Activated 15 April 1943, the division trained at Camp Blanding, Florida, and was later transferred to Camp Robinson, Arkansas and then later to Camp Rucker, Alabama before being shipped overseas to England on 26 November 1944. They trained and prepared for deployment until 24 December 1944, then transferred to Southampton before crossing the English Channel to Cherbourg, France. Two Belgian transport vessels, the Cheshire and Leopoldville carried the 66th across the English Channel. However, only 5 miles from the port of Cherbourg, the Leopoldville was torpedoed by a German U-Boat and sunk, taking the lives of 14 officers and 748 enlisted soldiers. The U.S. Navy later announced the sinking of the Leopoldville to be the second-largest loss of life from the sinking of a troop transport ship in the entire European Theater.

Primarily involved with destroying the German troops left behind by the retreat from Northern France, the 66th Infantry Division relieved the 94th Infantry Division of control of the Brittany-Loire area on 29 December 1944, and collaborated with French forces as well. The 66th carried out its objective by harassing German installations, limited objective attacks, and running reconnaissance missions to gather intelligence. The use of artillery shelling many German positions also played a major part in the advancement of the 66th through the region. In total, there were about 100,000 German soldiers that remained in the ports of Lorient, St. Nazaire, Bordeaux and La Rochelle. Notably, a heavy German attack near La Croix was repulsed on 16 April 1945 and several strongly fortified enemy positions were taken from 19 to 29 April 1945 in a series of counterattacks. These battles played a pivotal role in ending the Nazi occupation of Northern France. The remaining German soldiers surrendered to 66th Infantry Division officers and French officials in a small cafe near Cordemais on 8 May 1945.

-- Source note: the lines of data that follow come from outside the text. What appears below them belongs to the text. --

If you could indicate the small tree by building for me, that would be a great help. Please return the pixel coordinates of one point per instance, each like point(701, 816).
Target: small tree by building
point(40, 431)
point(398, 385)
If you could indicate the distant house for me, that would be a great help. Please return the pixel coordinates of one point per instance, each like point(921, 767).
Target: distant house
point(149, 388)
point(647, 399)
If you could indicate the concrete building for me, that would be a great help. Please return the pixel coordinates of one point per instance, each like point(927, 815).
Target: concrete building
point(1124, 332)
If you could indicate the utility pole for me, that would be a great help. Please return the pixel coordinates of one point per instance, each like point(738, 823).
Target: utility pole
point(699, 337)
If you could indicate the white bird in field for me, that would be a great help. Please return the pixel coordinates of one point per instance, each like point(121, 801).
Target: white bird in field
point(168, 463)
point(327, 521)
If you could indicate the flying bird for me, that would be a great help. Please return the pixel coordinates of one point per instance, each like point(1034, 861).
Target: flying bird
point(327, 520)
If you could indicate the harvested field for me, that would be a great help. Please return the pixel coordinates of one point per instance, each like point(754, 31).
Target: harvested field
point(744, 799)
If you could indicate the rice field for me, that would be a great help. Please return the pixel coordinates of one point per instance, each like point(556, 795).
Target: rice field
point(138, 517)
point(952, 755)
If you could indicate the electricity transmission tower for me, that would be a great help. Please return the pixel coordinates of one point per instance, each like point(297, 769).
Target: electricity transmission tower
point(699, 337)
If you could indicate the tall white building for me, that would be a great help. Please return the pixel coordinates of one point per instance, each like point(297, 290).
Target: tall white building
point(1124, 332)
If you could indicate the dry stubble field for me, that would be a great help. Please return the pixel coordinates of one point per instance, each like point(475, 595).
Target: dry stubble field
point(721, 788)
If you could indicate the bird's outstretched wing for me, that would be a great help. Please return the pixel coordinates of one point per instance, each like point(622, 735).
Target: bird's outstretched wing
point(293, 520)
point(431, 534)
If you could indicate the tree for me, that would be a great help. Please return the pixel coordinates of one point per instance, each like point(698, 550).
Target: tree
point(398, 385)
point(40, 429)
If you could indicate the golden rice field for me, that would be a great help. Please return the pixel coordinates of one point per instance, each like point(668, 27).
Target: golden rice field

Ordered to change to an occupational-oriented mission 14 May 1945, the 66th made a 700-mile trek into Germany where the Black Panthers occupied 2400 square miles of territory and the city of Koblenz. As a security force, the division was charged with establishment of a military government and control of all German affairs. Tasks included the dischargement of prisoners of war, inventorying of ammunition and supplies, and organizing civilians. After spending time in Germany, the 66th returned to the French coast to aid with the allied withdrawal from the European Theater. During this time, the division was changed by the beginning of the inactivation process, until it returned to the U.S. and formally inactivated, sailing for home 27 October 1945.